HOW A CURRENCY (FX) TRADE WORKS
- kevinmhughes
- September 24th, 2009

The article is to help traders that are new to the FX Market or don’t understand the FX Market and how things work. On the face of things, this market seems over some peoples head and they are not willing take the time to understand the inner workings or how it can be beneficial to everyone’s financial strategy. I hope this sheds some light on things…
1. Reading A Currency Quote
Currencies are quoted in pairs, e.g. GBP/USD, USD/CHF etc. The first listed currency is called the “base” currency. The base currency is the basis for the buy or sell transaction. The second listed currency is called the “cross” currency.
As an example, if you place a buy GBP/USD order with your broker what you have effectively done is sell US dollars and bought Great British pounds (GBP). By definition, the first currency is the stronger between the two.
Let’s look at another example: USD/CAD
If you believe that the Canadian government is going to weaken its currency (Canadian dollar) in order to help its export industry you would BUY USD/CAD (in trading terms: GO LONG). Why? Because you want to own US dollars while they appreciate against the Canadian dollar. On the other hand, if you believe that due to instability in the US economy the US dollar will lose value you would execute a SELL USD/CAD (in trading terms: GO SHORT). By doing so you have sold US dollars with the expectation that they will depreciate against the Canadian dollar.
There are many currency pairs in existence. However, the ones we consider important are those with the best market liquidity, i.e. the most heavily traded. They possess all the quality a good market has for trading purposes.

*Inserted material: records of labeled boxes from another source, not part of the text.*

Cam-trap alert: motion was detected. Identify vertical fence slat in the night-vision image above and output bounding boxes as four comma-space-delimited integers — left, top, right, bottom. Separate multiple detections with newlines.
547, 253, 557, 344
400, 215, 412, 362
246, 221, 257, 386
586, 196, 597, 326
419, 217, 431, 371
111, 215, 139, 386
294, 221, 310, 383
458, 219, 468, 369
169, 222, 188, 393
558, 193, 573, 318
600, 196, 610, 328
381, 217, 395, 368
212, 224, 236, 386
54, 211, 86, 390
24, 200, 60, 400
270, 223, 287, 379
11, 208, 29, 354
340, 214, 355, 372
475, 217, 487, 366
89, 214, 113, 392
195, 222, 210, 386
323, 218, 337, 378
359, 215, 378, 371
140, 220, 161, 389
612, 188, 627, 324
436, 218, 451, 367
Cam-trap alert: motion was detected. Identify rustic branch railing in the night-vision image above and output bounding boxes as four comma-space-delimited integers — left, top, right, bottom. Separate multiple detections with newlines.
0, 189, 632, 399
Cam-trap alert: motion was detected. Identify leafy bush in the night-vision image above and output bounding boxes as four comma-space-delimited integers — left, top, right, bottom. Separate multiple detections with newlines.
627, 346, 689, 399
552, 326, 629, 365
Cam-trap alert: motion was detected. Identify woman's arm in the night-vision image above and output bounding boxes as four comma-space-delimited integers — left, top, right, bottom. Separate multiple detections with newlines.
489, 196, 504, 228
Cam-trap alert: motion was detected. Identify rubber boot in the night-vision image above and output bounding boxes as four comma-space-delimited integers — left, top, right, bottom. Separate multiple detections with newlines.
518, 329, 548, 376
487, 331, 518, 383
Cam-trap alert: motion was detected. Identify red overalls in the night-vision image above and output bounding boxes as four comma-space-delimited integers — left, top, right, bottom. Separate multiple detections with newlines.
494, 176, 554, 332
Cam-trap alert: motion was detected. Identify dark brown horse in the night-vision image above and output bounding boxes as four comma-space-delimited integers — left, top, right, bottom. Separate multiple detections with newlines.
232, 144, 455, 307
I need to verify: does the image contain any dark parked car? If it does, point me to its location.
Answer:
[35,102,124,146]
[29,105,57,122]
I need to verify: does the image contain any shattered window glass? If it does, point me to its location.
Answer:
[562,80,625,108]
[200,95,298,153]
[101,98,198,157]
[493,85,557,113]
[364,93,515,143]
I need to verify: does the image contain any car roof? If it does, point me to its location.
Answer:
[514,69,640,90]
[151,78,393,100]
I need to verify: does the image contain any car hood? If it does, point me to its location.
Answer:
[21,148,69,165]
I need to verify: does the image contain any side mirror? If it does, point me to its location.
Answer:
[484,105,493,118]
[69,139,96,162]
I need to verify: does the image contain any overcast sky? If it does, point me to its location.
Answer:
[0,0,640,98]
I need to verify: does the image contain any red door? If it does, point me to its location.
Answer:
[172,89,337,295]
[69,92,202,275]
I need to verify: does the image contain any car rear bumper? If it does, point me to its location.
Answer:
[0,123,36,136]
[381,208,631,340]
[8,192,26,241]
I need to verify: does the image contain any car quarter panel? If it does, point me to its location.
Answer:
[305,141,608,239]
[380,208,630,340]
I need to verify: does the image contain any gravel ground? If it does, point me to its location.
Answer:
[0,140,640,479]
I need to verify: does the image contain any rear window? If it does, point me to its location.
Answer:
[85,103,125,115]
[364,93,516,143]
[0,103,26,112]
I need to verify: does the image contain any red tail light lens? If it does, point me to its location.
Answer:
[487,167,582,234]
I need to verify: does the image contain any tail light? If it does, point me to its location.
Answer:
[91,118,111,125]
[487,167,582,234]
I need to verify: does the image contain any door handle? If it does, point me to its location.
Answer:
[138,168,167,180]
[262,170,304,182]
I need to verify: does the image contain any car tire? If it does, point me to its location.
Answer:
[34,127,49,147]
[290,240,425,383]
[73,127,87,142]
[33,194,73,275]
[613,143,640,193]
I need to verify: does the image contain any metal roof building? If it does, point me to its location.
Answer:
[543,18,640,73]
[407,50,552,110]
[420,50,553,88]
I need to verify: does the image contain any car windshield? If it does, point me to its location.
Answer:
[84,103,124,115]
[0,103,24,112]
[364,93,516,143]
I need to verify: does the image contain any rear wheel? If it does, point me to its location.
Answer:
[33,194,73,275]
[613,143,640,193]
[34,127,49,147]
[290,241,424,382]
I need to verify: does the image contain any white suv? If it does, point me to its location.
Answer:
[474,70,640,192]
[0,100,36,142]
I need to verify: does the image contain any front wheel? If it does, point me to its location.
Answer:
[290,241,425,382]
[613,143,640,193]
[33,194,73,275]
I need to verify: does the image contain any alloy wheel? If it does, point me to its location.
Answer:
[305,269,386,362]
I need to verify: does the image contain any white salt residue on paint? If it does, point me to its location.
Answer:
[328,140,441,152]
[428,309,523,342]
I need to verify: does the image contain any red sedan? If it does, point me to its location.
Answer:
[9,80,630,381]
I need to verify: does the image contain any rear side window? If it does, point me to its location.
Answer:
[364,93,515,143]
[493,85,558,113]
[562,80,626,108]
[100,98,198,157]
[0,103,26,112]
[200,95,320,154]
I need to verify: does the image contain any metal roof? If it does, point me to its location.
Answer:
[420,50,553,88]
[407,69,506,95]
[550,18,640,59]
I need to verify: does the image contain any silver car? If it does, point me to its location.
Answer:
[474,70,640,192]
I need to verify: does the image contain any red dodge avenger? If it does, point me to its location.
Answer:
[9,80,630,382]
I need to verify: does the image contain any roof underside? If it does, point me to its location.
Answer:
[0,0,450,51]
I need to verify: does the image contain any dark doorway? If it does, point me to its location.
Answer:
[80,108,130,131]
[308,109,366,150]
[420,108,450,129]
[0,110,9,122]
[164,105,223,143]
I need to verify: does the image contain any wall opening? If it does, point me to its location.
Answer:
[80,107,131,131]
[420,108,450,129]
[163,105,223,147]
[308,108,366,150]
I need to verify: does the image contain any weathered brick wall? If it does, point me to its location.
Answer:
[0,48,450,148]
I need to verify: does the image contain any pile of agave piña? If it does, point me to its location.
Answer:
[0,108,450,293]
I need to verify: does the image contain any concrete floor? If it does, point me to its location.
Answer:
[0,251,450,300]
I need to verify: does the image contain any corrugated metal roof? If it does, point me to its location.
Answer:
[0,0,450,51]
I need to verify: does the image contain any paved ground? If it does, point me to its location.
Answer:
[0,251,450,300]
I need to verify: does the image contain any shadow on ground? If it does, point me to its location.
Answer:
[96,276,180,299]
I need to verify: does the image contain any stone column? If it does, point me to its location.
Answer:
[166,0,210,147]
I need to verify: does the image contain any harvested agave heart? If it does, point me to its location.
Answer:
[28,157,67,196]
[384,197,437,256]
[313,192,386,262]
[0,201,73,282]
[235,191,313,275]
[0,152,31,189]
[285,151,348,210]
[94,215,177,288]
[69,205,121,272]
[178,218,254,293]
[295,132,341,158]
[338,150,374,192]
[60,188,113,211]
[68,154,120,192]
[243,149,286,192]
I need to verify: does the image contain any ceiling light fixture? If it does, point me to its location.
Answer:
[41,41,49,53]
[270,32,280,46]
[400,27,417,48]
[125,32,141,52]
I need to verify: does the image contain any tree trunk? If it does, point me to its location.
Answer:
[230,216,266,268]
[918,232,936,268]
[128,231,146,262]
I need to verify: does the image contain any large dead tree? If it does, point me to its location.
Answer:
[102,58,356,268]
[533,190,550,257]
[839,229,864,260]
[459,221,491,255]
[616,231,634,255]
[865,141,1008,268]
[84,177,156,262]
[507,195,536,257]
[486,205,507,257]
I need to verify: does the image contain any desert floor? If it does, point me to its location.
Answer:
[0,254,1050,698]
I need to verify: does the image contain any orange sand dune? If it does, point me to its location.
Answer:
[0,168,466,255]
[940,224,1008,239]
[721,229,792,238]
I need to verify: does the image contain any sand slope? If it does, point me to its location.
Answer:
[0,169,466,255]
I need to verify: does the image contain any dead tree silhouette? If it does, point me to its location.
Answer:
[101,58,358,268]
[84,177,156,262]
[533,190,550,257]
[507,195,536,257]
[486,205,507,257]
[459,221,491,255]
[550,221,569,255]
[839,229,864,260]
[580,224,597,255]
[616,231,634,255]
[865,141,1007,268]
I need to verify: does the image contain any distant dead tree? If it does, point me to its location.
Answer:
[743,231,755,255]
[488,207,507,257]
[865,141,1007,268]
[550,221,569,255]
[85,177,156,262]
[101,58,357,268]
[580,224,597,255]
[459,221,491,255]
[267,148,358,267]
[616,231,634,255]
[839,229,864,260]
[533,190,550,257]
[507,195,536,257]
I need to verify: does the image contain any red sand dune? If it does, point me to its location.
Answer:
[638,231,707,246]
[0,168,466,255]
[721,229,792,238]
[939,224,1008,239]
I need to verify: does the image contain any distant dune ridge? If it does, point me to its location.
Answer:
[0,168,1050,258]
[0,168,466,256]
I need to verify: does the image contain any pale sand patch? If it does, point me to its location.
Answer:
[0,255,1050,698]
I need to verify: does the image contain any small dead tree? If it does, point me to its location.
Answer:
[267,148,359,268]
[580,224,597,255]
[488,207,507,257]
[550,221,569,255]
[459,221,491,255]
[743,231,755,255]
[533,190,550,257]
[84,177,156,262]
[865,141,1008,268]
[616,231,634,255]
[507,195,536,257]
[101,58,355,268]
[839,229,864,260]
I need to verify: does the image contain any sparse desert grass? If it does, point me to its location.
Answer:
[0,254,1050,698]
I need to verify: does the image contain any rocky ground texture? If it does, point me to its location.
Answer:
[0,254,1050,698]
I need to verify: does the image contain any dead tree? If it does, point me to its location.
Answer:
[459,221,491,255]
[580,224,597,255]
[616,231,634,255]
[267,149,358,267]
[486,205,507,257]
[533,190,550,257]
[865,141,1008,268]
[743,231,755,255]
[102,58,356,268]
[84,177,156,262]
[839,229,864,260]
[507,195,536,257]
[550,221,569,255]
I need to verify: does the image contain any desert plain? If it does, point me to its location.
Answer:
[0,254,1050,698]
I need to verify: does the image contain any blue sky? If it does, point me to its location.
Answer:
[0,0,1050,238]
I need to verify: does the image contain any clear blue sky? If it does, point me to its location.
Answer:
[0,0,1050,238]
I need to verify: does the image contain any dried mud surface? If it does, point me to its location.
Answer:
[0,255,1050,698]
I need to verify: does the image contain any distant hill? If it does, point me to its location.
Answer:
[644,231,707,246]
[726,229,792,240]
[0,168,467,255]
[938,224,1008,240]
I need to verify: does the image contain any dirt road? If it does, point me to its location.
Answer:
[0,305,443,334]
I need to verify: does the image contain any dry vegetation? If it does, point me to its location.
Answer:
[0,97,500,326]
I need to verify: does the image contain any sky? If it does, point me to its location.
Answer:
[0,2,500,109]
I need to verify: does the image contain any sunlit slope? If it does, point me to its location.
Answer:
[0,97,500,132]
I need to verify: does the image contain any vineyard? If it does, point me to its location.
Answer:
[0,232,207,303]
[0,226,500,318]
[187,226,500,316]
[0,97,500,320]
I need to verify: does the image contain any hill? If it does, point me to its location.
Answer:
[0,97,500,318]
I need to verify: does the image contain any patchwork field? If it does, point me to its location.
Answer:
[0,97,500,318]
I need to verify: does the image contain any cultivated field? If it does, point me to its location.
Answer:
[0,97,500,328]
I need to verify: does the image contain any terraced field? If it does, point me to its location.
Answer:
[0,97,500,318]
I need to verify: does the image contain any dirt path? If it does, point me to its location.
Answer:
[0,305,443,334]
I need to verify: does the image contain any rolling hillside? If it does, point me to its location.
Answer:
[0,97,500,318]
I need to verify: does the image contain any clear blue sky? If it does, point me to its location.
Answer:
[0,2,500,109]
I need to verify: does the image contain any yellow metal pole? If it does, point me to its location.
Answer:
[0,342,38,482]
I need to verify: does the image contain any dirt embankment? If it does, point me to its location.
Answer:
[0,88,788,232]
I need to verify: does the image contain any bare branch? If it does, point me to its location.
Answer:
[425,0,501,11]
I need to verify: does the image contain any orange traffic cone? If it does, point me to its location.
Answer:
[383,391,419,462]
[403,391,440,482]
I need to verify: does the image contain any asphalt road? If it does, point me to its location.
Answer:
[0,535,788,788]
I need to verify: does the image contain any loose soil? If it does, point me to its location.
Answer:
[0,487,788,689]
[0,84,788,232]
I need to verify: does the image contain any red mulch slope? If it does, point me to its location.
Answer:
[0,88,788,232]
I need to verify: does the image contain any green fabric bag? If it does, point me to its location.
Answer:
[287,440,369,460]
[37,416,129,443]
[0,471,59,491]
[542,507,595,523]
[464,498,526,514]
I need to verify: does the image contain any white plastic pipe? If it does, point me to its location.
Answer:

The following is a list of these currency pairs:
EUR/USD : Euro and United States dollar
USD/JPY: United States dollar and Japanese yen
USD/CHF: United States dollar and Swiss franc
GBP/USD: Great British pound and United States dollar
AUD/USD: Australian dollar and United States dollar
USD/CAD: United States dollar and Canadian dollar
2. Understanding Pips
Every currency pair has a corresponding value and hence a quote. For example, a GBP/USD quote could be 1.6054. This means that the exchange rate for every GBP is USD 1.6054. In other words, it would cost the trader USD 1.6054 to buy a single GBP. A pip is the smallest price change that a given exchange rate can make. In our example a move from 1.6054 to 1.6055 would indicate a 1 pip increase. Since most major currency pairs (but not all, example of an important exception is the USD/JPY pair) are priced to four decimal places (.0000), the smallest change is obviously that of the last decimal point, or one basis point.
3. Calculating Pip Value
The value of a pip depends on the amount that is being bought or sold of that specific currency.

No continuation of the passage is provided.